Il parait qu’ un médecin la surnomme la vallée de la mort!

J’habite dans une vallée ou se pratique depuis toujours l’arboriculture fruitières (cerise, abricot , pêche, mirabelle,vigne, pomme) . Depuis une trentaine d’année, peut être moins, cette arboriculture est devenue intensive.

Ma maison se situe dans un environnement de vergers . Les premiers sont à 60 m (verger de pêchers), et à 100m ( verger de cerisiers). D’autres habitations dans les villages de la vallée sont dans la même configuration de vergers jouxtant les maisons.
Depuis de nombreuses années, de février à octobre je subis les traitements répétitifs des arboriculteurs . Bien évidemment que de la chimie.
De la fin de l’hiver à l’automne dés que l’on entend le bruits caractéristique de la turbine qui pulvérise ces produits délétères, il faut vite fermer portes et fenêtres, rentrer les enfants et le linge . Nous nous inquiétons vivement des impactes, à plus ou moins long terme, que ces traitements subis année après année vont avoir sur notre santé.

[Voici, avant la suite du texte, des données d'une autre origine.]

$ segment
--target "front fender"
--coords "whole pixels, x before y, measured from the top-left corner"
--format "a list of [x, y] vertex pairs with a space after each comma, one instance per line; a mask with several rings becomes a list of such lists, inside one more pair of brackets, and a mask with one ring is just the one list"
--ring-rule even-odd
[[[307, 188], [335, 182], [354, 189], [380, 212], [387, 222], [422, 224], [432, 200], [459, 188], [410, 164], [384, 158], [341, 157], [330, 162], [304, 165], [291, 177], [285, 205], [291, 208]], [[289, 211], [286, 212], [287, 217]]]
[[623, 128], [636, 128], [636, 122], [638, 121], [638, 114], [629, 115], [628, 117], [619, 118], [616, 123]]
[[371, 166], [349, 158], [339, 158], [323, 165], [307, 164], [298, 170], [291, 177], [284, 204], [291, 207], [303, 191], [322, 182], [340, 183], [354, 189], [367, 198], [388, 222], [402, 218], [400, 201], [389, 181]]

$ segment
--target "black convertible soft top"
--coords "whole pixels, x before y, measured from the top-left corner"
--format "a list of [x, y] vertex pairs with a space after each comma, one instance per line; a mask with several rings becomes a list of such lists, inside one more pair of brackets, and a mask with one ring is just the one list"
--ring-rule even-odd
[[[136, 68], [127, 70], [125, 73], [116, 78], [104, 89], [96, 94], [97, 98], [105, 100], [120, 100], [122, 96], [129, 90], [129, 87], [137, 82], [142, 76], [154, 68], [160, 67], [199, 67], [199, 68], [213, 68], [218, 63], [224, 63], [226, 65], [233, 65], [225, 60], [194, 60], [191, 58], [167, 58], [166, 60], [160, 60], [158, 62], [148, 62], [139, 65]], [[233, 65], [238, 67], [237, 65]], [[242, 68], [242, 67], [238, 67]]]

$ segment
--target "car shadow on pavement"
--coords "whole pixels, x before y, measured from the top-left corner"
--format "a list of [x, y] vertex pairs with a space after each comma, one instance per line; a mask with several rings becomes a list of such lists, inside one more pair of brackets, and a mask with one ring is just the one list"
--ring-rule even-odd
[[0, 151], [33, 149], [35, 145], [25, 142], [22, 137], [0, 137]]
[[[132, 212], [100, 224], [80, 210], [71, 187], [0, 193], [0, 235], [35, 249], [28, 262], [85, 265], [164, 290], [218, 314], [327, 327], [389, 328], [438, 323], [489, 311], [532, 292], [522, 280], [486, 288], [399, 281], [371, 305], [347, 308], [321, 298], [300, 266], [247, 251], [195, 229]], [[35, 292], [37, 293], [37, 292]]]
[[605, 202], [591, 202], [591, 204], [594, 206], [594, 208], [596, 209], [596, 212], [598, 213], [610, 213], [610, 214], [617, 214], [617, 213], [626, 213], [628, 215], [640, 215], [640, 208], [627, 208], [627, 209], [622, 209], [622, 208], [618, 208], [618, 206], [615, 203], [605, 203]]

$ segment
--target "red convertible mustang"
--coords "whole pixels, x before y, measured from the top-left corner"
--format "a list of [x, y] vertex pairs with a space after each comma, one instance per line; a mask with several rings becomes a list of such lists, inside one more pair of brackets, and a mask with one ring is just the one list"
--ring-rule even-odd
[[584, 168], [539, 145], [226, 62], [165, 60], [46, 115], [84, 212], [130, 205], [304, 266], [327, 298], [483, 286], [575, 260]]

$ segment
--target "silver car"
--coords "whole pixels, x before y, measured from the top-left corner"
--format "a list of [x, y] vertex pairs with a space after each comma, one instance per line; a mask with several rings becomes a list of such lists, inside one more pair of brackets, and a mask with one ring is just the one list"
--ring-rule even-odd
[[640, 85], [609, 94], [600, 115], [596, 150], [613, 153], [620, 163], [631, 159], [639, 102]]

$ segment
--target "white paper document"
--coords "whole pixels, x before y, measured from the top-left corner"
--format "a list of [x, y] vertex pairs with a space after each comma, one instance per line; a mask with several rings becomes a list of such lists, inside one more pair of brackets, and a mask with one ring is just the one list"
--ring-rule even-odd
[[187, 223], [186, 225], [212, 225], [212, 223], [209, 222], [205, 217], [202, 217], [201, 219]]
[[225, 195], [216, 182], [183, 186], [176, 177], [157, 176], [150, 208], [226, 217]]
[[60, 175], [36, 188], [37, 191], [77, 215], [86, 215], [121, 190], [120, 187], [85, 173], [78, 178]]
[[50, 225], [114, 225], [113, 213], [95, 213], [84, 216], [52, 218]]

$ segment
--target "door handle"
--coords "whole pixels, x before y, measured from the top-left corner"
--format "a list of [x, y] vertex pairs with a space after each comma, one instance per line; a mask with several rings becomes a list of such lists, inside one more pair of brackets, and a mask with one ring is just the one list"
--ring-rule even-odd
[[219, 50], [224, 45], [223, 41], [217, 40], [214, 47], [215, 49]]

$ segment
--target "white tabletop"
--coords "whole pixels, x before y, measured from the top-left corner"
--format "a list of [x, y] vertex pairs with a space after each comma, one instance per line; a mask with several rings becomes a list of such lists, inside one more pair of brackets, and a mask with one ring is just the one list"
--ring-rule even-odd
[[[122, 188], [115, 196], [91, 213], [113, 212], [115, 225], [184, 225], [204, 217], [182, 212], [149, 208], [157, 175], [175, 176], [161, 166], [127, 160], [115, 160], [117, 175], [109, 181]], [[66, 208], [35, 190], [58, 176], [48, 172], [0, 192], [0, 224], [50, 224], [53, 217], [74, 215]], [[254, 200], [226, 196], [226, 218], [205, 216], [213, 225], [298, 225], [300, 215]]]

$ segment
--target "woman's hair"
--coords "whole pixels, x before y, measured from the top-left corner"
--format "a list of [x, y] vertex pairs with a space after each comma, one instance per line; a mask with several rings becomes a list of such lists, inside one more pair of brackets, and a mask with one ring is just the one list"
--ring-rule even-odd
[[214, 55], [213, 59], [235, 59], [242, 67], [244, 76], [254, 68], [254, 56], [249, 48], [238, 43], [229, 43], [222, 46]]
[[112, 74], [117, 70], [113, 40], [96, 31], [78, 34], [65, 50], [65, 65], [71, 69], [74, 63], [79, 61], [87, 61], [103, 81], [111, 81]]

Les nuages de pulvérisations ne s’arrêtent pas à la limite de la parcelle et en fonction de l’orientation du vent et de sa puissance nous pouvons sentir le produit (quand celui ci à une odeur) d’un traitement qui a eu lieux à plus de 500m. Donc si on sent c’est que l’on est impacté!!
Un jeune arboriculteur m’a expliqué naïvement que ce n’était pas les produits les plus toxiques qui avaient une odeur .Autant vous dire que cela ne m’a pas rassuré!!!

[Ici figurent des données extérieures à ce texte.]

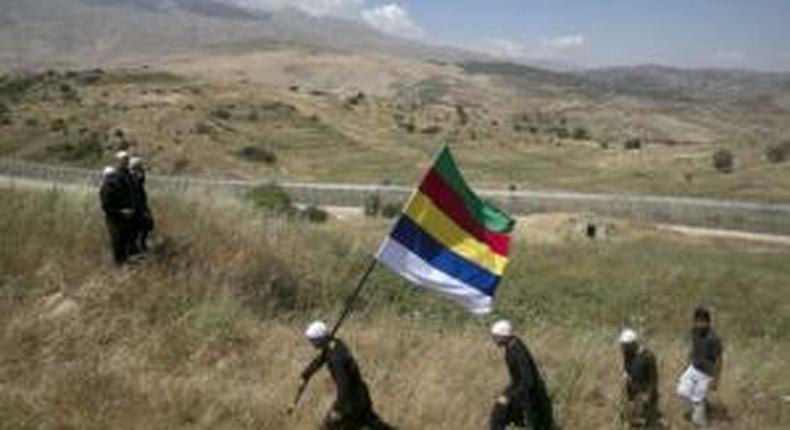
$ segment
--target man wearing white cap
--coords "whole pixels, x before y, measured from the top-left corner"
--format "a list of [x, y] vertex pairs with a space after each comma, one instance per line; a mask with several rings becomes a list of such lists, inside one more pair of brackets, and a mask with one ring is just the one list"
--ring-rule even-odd
[[119, 151], [114, 169], [105, 169], [99, 189], [102, 210], [115, 263], [126, 263], [135, 253], [134, 246], [134, 189], [129, 172], [129, 153]]
[[658, 412], [658, 366], [656, 357], [640, 345], [636, 331], [620, 333], [625, 376], [623, 421], [632, 429], [652, 429], [660, 424]]
[[529, 349], [513, 334], [509, 321], [497, 321], [491, 327], [491, 335], [494, 343], [505, 350], [510, 384], [494, 404], [489, 428], [505, 430], [512, 424], [533, 430], [553, 430], [551, 399]]
[[[359, 366], [345, 343], [334, 337], [322, 321], [311, 323], [305, 330], [305, 337], [320, 351], [320, 354], [302, 372], [300, 394], [308, 381], [324, 365], [327, 366], [337, 389], [337, 398], [321, 428], [324, 430], [393, 429], [392, 426], [381, 421], [373, 410], [368, 387], [362, 380]], [[296, 406], [295, 403], [291, 410]]]

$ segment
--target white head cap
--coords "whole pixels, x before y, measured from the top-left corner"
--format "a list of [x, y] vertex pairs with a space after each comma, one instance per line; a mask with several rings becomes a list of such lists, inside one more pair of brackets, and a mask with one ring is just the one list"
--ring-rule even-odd
[[323, 321], [314, 321], [307, 326], [304, 335], [310, 340], [323, 339], [329, 336], [329, 329]]
[[115, 173], [115, 167], [112, 166], [105, 167], [101, 172], [102, 176], [112, 175], [113, 173]]
[[140, 157], [132, 157], [129, 159], [129, 167], [140, 167], [143, 165], [143, 159]]
[[128, 159], [128, 158], [129, 158], [129, 152], [128, 151], [118, 151], [118, 152], [115, 153], [115, 159], [116, 160], [123, 160], [123, 159]]
[[491, 334], [499, 337], [513, 336], [513, 326], [508, 320], [499, 320], [491, 326]]
[[626, 328], [620, 333], [620, 343], [623, 345], [627, 345], [629, 343], [634, 343], [639, 339], [639, 336], [636, 335], [636, 332], [630, 328]]

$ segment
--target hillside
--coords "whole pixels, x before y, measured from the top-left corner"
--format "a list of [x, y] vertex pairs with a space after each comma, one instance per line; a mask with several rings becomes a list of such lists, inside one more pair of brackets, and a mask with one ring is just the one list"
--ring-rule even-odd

Un ami qui a travaillé dans le milieu en tant qu’ouvrier agricole m’en a raconté de belles concernant certaines pratiques et j’aurais plutôt tendance à le croire quand je vois cet arboriculteur d’un village voisin, qui vient en saison venir pulvériser deux, trois fois par semaine un traitement sur les vergers qu’il loue . Parfois il vient le matin alors que tout est humide, balance ça sauce et reviens le soir faire un traitement car il a plu entre temps !! ce type la , fait du greenwashing, il communique pour vendre ses fruits avec une petite affichette qui représente un nichoir et une mésange .Ah mais il est en « raisonné » le bougre.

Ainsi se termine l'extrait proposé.